A cognitive model of converting scientific evidence on treatment effects into prognostic information in clinical practice
Abstract
Rationale, aims and objectives: Little is known about the cognitive processes of how population-based scientific evidence is utilized in the treatment of individual patients. The present work aims to outline a formalized framework of converting scientific evidence on treatment effects into prognostic information in clinical practice and describes a pilot study for illustration of how the framework can be used in research.
Method:The proposed theoretical framework considers the human mind as a limited capacity information processing system. This system codes external stimuli into internal inputs, which are then processed through several steps towards an evidence-informed clinical output. A small-scale pilot study including 130 laypersons was performed. Participants were asked to make probabilistic prognostic statements based on a fictional study (“evidence”) and a fictional case vignette (“clinical context”).
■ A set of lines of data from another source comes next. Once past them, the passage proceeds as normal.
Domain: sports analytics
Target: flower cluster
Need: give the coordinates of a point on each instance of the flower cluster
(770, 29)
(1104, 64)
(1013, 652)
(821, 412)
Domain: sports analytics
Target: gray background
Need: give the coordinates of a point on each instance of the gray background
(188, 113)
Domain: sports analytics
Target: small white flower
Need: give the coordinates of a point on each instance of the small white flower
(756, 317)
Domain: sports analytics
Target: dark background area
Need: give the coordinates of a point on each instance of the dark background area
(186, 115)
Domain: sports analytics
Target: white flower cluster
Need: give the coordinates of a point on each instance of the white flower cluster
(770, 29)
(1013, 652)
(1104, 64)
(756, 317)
Results: Several cognitive processes were defined, including coding of the attributes of the evidence and the clinical context, integration of the information in a similarity-dissimilarity matrix and calculating the prognostic output. Frequently required operations, such as extrapolation, individualization, particularization, generalization and absolutization of the information were outlined. The presented framework was shown to be useful in analyzing and interpreting the pilot study data.
Conclusions:The postulated model holds great potential for investigating cognitive processes included in evidence-informed clinical care.